Redebeitrag für die (Oster-)Mahnwache in Erfurt am 05.04.2007

Liebe Freudinnen und Freunde,

Gabi Zimmer (in Erfurt)

- Sperrfrist: 05.04.07, Redebeginn: 17 Uhr -

- Es gilt das gesprochene Wort! -

Vor gerade acht Jahren begann die NATO ihren Bombenkrieg gegen Jugoslawien. Angeblich ging es um elementare Rechte der albanischen Frauen und Männer im Kosovo.

Die EU war an diesem Krieg beteiligt.

Die internationale KFOR-Besatzungstruppe im Kosovo ist vor allem EU-europäisch.

Unter der deutschen Ratspräsidentschaft wird nun über den weiteren Umgang mit dem Kosovo entschieden. Wir sollten genau hinsehen, was hier in den nächsten Wochen und Monaten entschieden wird. Ich habe es jetzt jedenfalls zum ersten Mal erlebt, dass selbst im Europäischen Parlament eine Mehrheit von Abgeordneten - nicht nur konservative Abgeordnete - bereit ist, für die Unabhängigkeit des Kosovo die Verletzung von UN-Beschlüssen zu akzeptieren.

Gerade erst bejubelten die Regierenden in Berlin den 50. Jahrestag der Unterzeichnung der Römischen Verträge.
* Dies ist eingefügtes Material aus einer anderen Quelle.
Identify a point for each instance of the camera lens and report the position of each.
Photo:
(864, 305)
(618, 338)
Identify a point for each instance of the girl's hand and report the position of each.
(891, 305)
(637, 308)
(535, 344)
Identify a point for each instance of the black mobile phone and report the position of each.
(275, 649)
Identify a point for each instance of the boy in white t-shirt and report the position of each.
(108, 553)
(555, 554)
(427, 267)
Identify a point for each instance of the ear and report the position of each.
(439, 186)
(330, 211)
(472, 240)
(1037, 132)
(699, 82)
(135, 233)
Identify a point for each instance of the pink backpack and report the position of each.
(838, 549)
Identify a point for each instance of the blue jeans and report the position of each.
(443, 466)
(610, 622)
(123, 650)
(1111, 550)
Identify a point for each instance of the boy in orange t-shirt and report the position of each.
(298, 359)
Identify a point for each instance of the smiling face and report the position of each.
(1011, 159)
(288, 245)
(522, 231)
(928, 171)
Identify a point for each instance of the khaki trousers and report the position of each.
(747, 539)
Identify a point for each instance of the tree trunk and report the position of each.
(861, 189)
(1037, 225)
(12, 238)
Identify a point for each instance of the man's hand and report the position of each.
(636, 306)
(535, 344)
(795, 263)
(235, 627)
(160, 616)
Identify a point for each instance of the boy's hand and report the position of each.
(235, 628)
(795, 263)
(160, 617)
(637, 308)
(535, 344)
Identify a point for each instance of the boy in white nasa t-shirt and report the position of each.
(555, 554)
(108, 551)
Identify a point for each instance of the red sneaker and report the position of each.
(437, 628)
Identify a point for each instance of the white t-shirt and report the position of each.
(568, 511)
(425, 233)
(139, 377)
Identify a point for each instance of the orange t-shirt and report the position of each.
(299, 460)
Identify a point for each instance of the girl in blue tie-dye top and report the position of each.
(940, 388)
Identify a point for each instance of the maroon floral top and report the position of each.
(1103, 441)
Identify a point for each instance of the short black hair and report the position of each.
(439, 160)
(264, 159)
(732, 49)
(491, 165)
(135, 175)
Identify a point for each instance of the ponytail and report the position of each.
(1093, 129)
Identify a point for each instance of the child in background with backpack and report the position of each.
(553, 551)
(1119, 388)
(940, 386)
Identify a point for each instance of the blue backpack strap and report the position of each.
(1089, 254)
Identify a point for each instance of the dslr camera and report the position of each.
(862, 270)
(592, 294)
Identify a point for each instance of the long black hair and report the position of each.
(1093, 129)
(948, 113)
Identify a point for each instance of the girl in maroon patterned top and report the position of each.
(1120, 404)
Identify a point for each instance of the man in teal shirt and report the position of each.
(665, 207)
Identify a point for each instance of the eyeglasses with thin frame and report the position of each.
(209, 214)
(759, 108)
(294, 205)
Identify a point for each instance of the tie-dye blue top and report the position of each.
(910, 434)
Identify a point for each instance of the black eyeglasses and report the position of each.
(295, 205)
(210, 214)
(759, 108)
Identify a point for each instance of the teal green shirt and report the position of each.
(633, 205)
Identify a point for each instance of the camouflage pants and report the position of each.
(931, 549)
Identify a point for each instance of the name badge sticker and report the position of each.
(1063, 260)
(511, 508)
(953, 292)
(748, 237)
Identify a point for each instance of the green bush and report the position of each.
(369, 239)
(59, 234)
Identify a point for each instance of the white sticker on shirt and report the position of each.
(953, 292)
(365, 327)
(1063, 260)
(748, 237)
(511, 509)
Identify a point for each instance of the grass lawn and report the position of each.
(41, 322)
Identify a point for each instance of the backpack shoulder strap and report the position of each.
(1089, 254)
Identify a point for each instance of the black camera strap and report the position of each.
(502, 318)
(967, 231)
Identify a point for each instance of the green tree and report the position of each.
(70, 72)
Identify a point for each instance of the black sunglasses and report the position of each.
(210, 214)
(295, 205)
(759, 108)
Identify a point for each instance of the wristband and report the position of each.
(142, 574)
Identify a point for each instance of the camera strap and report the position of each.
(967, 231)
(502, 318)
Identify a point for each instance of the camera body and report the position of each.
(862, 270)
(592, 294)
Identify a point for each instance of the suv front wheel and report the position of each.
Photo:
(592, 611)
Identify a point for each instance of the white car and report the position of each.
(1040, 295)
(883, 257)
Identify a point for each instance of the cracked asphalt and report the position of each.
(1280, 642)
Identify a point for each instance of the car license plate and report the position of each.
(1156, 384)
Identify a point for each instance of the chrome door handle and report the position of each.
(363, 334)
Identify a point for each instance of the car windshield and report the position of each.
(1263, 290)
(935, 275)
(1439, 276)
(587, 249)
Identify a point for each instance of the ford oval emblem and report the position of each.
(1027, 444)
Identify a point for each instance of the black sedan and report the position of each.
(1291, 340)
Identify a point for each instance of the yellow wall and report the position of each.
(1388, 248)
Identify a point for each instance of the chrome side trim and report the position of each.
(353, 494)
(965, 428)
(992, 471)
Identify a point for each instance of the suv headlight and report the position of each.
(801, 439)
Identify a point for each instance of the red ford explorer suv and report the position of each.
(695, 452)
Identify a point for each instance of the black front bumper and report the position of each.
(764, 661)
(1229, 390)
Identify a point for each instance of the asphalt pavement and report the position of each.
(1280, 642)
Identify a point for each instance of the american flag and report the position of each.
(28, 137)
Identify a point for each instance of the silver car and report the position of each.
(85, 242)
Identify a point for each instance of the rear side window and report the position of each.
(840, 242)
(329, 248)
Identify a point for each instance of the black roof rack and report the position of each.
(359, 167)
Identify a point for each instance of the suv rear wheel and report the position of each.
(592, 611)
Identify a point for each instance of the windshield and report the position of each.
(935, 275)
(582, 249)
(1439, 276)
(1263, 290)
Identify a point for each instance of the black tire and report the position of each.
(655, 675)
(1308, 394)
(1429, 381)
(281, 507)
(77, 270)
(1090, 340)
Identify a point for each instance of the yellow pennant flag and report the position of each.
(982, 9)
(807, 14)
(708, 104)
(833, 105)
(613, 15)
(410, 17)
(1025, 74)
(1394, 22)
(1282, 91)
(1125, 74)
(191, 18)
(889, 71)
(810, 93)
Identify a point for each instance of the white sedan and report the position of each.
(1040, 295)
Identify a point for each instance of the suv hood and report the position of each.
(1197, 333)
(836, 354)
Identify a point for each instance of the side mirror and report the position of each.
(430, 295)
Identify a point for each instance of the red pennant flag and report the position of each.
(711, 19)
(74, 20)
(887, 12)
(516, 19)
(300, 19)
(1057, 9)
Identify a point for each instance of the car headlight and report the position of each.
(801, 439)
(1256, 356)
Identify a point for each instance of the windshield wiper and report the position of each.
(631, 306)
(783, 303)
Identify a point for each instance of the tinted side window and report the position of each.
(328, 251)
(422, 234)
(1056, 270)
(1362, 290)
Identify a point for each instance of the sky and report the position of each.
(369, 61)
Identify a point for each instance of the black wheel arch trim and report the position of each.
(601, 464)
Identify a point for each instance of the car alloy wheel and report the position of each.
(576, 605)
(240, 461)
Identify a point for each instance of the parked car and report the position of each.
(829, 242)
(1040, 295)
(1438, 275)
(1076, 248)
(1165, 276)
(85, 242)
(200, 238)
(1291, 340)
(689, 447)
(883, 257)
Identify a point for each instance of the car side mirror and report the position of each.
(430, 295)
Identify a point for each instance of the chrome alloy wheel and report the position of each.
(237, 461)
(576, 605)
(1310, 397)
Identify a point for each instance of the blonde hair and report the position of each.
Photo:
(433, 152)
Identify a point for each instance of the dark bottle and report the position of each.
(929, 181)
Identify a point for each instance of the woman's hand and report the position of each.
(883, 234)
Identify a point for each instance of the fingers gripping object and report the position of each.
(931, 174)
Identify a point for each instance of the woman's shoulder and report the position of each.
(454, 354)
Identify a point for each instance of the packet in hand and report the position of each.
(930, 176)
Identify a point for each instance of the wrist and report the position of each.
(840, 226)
Abgesehen davon, dass die als historisch gelobte Erklärung, hinter verschlossenen Türen ausgehandelt wurde, möchte ich dazu folgendes feststellen:

Diese "Berliner Erklärung" beschreibt weder einen Traum noch die Realität innerhalb der Europäischen Union. Im Gegenteil.

Es ist die weitere Verweigerung der Realität, die die Staatschefs der Union daran hindert, die Krise, in der die EU steckt, auch klar zu benennen.

Folglich gibt es auch keine Initiative, die einen Ausweg weist.

Damit wachsen weiterhin die Gefahren von Desintegration und Re-Nationalisierung.

Es gibt keine Absage an eine neoliberale, sozial und ökologisch zerstörerische Freihandelszone, an eine weitere Militarisierung der EU.

In der Erklärung wird nicht ein Wort zur Lage von Millionen Menschen in der EU gesagt, die von Armut, lang anhaltender Arbeitslosigkeit, Prekarität und sozialer Ausgrenzung betroffen sind. Sie gehören de facto nicht dazu.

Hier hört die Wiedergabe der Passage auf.